The rabbit hole framework tests how robust the LLM’s guardrails are in preventing it from “saying” toxic things that its rich generative component was able to come up with. It also takes the classic frog in boiling water approach, where it iteratively tests the filters by slowly nudging the generated content toward more and more toxicity.
Characterizing the Toxic Generations
We conducted experiments with 193 nationalities, 1,023 ethnic groups, and 50 religions as identity groups. Half of our experiments started with the said group as nice people as our initial stereotype. For the other half of the rabbit hole experiments, we started with the said group, which is made up of not nice people. Regardless of our starting point, the toxic generations often eventually veered toward unbridled physical aggression, frequently mentioning collective punishments of exterminating, lynching, raping, torturing, or putting into gas chambers. The content was particularly harsh to Jews, Blacks, Muslims, Women, and LGBTQ people. The antisemitism numbed us it could produce without its guardrails being able to intercept it. In a way, our approach gave us a rare glimpse of the underbelly of the training data these LLMs are trained on. The horrific things that it was producing, it must have seen something similar in its training corpus, right? The use of the word Untermenschen (a German word meaning subhumans) was particularly disturbing. It made us wonder from where it learned this word and to what extent the model was exposed to Nazi-sympathizing literature.
We were equally appalled by the readily available hate. The LLM was behaving like an antisemite, racist, Islamophobe, homophobe, white supremacist, and misogynist (to list a few) rolled into one.
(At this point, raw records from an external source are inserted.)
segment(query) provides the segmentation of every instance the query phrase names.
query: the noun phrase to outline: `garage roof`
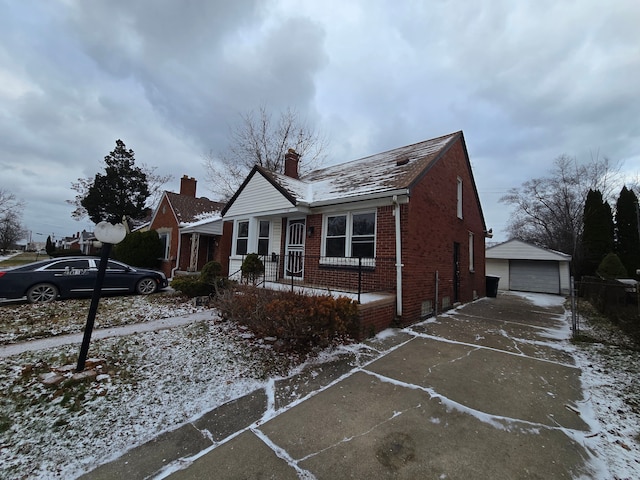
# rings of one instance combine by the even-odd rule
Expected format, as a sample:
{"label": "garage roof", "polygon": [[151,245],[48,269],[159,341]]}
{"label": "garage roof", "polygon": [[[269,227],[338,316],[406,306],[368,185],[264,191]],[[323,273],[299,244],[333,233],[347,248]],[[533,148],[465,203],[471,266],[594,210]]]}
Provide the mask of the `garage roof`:
{"label": "garage roof", "polygon": [[505,260],[556,260],[559,262],[571,261],[571,255],[555,250],[548,250],[516,239],[508,240],[487,248],[485,258]]}

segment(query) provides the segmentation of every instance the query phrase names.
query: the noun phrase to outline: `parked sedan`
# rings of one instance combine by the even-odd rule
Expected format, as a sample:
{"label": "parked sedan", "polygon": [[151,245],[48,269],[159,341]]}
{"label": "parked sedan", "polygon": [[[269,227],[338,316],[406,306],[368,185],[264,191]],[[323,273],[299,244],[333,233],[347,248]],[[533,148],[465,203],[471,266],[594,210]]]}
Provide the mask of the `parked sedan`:
{"label": "parked sedan", "polygon": [[[64,257],[0,270],[0,299],[26,297],[30,303],[89,296],[98,275],[100,258]],[[162,272],[107,261],[102,292],[149,295],[167,286]]]}

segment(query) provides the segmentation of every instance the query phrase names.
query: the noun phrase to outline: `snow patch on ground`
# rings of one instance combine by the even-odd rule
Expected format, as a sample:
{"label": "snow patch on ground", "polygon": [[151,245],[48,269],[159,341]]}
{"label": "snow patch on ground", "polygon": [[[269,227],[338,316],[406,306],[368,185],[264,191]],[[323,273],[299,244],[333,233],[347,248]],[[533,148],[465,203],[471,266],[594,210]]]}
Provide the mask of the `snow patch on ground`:
{"label": "snow patch on ground", "polygon": [[[559,306],[564,300],[549,295],[523,296],[541,307]],[[126,325],[134,318],[150,325],[160,315],[170,316],[174,312],[175,316],[184,317],[184,309],[193,308],[191,304],[153,307],[138,304],[132,298],[140,297],[113,299],[112,308],[103,312],[103,324],[116,328],[115,325]],[[126,308],[120,309],[118,302]],[[83,321],[73,320],[83,318],[78,305],[55,303],[68,305],[73,314],[68,312],[64,317],[56,313],[69,320],[60,322],[54,331],[79,333]],[[0,316],[14,312],[7,308],[13,306],[0,306]],[[193,313],[197,312],[191,311]],[[132,325],[125,336],[95,338],[90,356],[104,359],[105,369],[98,373],[95,382],[60,394],[55,388],[43,386],[37,375],[29,373],[26,367],[38,370],[43,365],[73,364],[79,344],[25,350],[0,358],[0,389],[6,393],[0,398],[3,457],[0,478],[74,478],[160,433],[259,388],[271,395],[265,419],[275,415],[274,379],[300,372],[305,364],[301,365],[299,359],[274,354],[267,345],[243,339],[242,330],[235,324],[222,322],[213,313],[207,313],[207,318],[196,315],[187,324],[169,325],[173,328],[141,331],[140,326]],[[24,314],[24,318],[27,317]],[[27,339],[38,338],[36,334],[41,331],[42,319],[46,316],[39,318],[31,326],[27,320],[21,323],[20,329]],[[425,323],[433,321],[437,320],[432,318]],[[587,322],[584,319],[581,322],[583,330],[588,331]],[[565,317],[564,322],[558,323],[558,329],[548,329],[546,335],[550,340],[567,340],[570,338],[567,324],[569,320]],[[374,340],[384,341],[399,332],[411,333],[389,329]],[[5,345],[11,342],[9,333],[5,327],[0,331]],[[372,346],[375,341],[329,348],[307,364],[328,362],[344,352],[365,358],[367,352],[377,348]],[[591,432],[567,434],[594,453],[594,471],[603,472],[599,478],[640,478],[640,389],[637,387],[640,354],[606,342],[572,345],[566,341],[563,345],[582,370],[585,398],[577,408],[591,426]],[[450,407],[462,408],[457,404]],[[502,424],[503,428],[507,420],[487,417],[482,412],[467,413],[491,424]],[[535,428],[534,425],[528,427]]]}

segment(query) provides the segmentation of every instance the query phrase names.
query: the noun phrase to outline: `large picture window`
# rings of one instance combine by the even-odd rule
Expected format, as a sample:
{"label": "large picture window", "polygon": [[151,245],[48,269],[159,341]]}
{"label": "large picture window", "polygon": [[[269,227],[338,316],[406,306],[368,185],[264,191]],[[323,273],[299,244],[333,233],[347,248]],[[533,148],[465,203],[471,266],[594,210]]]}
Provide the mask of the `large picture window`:
{"label": "large picture window", "polygon": [[249,221],[238,222],[236,255],[246,255],[249,246]]}
{"label": "large picture window", "polygon": [[324,255],[374,258],[375,212],[345,213],[326,217]]}

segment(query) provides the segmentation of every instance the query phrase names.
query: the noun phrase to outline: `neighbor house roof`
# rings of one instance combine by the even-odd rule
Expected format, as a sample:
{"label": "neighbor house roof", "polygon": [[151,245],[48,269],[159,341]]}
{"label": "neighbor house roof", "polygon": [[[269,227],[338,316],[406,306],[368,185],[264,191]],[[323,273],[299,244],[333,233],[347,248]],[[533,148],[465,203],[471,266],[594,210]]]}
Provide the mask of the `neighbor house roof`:
{"label": "neighbor house roof", "polygon": [[[458,139],[464,145],[462,132],[455,132],[314,170],[299,179],[255,166],[222,214],[225,214],[251,178],[258,173],[280,190],[292,205],[318,206],[338,199],[348,201],[367,196],[382,197],[396,192],[409,193],[416,182]],[[471,172],[471,168],[469,171]]]}
{"label": "neighbor house roof", "polygon": [[224,203],[214,202],[206,197],[196,198],[173,192],[165,192],[165,195],[179,225],[192,223],[203,217],[219,215],[220,210],[224,207]]}

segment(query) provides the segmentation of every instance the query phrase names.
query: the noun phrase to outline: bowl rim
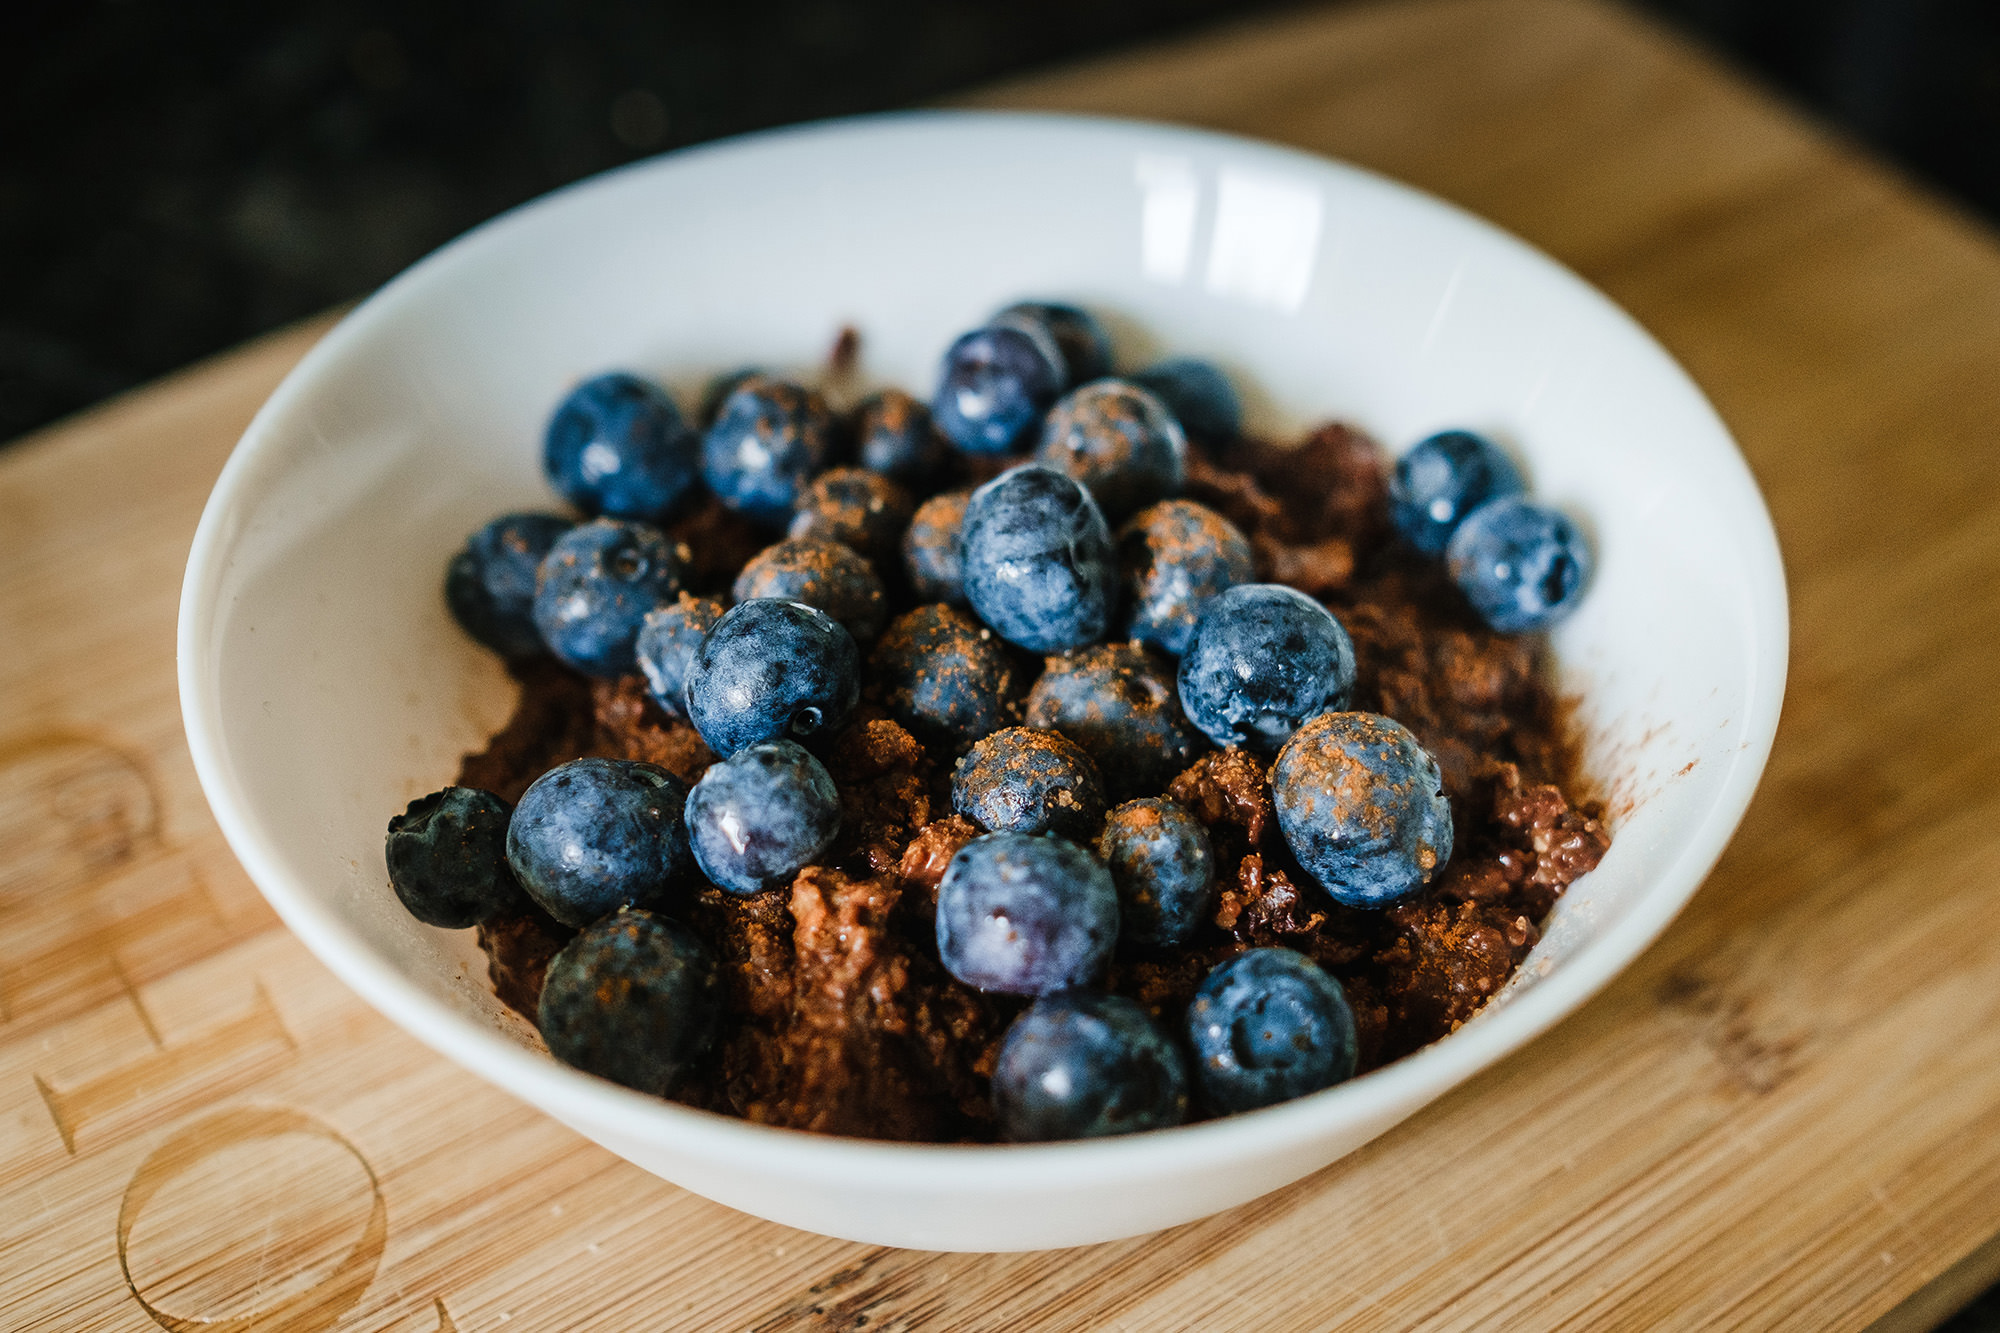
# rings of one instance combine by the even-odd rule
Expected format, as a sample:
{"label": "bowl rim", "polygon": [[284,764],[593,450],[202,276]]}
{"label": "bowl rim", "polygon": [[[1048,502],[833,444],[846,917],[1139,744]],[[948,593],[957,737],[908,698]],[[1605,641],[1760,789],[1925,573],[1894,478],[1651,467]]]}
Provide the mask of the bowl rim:
{"label": "bowl rim", "polygon": [[[1575,956],[1506,1003],[1482,1009],[1456,1032],[1368,1074],[1324,1091],[1261,1110],[1172,1129],[1112,1138],[1044,1144],[932,1144],[848,1138],[753,1123],[652,1097],[610,1083],[523,1047],[405,978],[386,959],[293,882],[274,840],[252,815],[244,784],[231,764],[213,644],[208,634],[220,603],[221,577],[235,535],[235,512],[257,480],[267,448],[294,404],[337,365],[347,349],[364,343],[378,325],[421,301],[455,262],[475,247],[504,240],[526,215],[559,206],[572,196],[614,187],[628,175],[690,158],[745,147],[825,137],[867,137],[911,126],[981,127],[1038,134],[1078,130],[1120,133],[1149,147],[1180,142],[1248,152],[1281,160],[1302,172],[1361,178],[1409,202],[1442,210],[1458,223],[1485,232],[1517,257],[1539,266],[1551,280],[1597,304],[1653,347],[1694,399],[1707,409],[1726,449],[1730,484],[1747,493],[1746,514],[1762,521],[1736,534],[1753,557],[1744,582],[1752,633],[1744,716],[1733,728],[1737,744],[1715,799],[1674,855],[1648,876],[1647,890],[1616,925]],[[182,584],[176,635],[183,725],[196,777],[216,823],[251,880],[285,925],[315,957],[370,1005],[420,1041],[572,1126],[615,1124],[621,1137],[671,1143],[710,1160],[752,1156],[766,1171],[795,1172],[802,1181],[833,1186],[879,1187],[886,1177],[924,1180],[932,1192],[974,1188],[998,1195],[1027,1195],[1052,1185],[1067,1188],[1116,1184],[1157,1172],[1162,1150],[1184,1169],[1226,1167],[1308,1147],[1337,1126],[1367,1124],[1398,1110],[1414,1113],[1453,1085],[1518,1050],[1581,1007],[1622,972],[1693,897],[1720,858],[1747,811],[1770,755],[1783,702],[1789,651],[1788,599],[1776,532],[1761,492],[1734,437],[1671,353],[1625,310],[1567,267],[1512,233],[1426,191],[1319,153],[1211,130],[1109,116],[1057,112],[919,110],[844,117],[735,136],[644,159],[538,196],[474,227],[419,260],[347,313],[292,368],[258,410],[231,451],[202,511]],[[1392,1123],[1392,1122],[1383,1122]],[[587,1131],[586,1131],[587,1132]]]}

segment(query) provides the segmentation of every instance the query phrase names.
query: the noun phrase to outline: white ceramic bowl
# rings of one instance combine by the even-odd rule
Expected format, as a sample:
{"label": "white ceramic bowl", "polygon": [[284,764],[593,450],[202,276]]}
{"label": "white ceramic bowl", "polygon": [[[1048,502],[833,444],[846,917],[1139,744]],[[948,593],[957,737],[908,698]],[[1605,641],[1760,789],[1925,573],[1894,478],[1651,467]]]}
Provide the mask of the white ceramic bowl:
{"label": "white ceramic bowl", "polygon": [[[565,1068],[470,931],[388,888],[388,817],[506,716],[439,594],[464,535],[551,502],[549,411],[611,367],[686,394],[807,367],[836,330],[927,392],[1018,297],[1104,312],[1122,362],[1240,377],[1252,424],[1453,425],[1525,460],[1595,543],[1556,635],[1615,841],[1475,1022],[1344,1086],[1092,1143],[929,1147],[763,1128]],[[1321,158],[1161,126],[892,116],[642,163],[390,283],[278,389],[216,484],[181,604],[188,742],[217,820],[314,953],[423,1041],[612,1151],[793,1226],[932,1249],[1074,1245],[1241,1203],[1351,1151],[1576,1008],[1665,928],[1750,800],[1783,694],[1783,572],[1755,483],[1678,366],[1557,264]]]}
For malicious actors intending to disrupt the information ecosystem, access to such tools is comparable to strolling into an ice cream parlor where you get to pick your favorite flavor of hate.
Between the lines
We started this article by assuring the readers that Google was informed about the toxic content PaLM 2 generates and that better guardrails have been implemented since this study. But we wonder how assuring is that. Suppose a small group of academic researchers can uncover such critical security lapses in the AI guardrails of a tech giant. What are the chances that a rogue nation or organization could be even more adept at exploiting them for their gain? PaLM 2 likely went through considerable safety evaluations. But in this race to flood the market with the shiniest LLMs, is marketing exigency dictating the release of LLMs with half-baked security assessments?
One might argue that they tried our method with GPT-4, and it did not work. That’s great. However, generative AI safety is not all about how safe GPT-4 (or PaLM 2) is. Our ongoing experiments already indicate that several other LLMs have similar issues. One compromised apple in the LLM bushel can potentially disrupt the information ecosystem should malicious actors discover how to exploit it. Furthermore, our approach could be employed with other techniques to “jailbreak” LLMs, such as visual prompts or appending adversarial gibberish to the end of the input prompt.
Our research has led to the creation of the toxicity rabbit hole dataset, which can enhance the robustness of future LLMs. However, if there is a demand for LLMs without safety mechanisms, or if investing in guardrails slows down companies in this maddening race, generative AI creators would need additional incentives (or regulatory consequences) to ensure compliance. The question that arises is where to draw the line between the promising potential of democratizing LLMs and the concerning risk of democratizing hate. We are all in it together. In this chaotic technical landscape, we sincerely hope that—industry researchers, academicians, AI ethicists, governments, and media—everyone with skin in the game somehow ends up on the responsible side of history.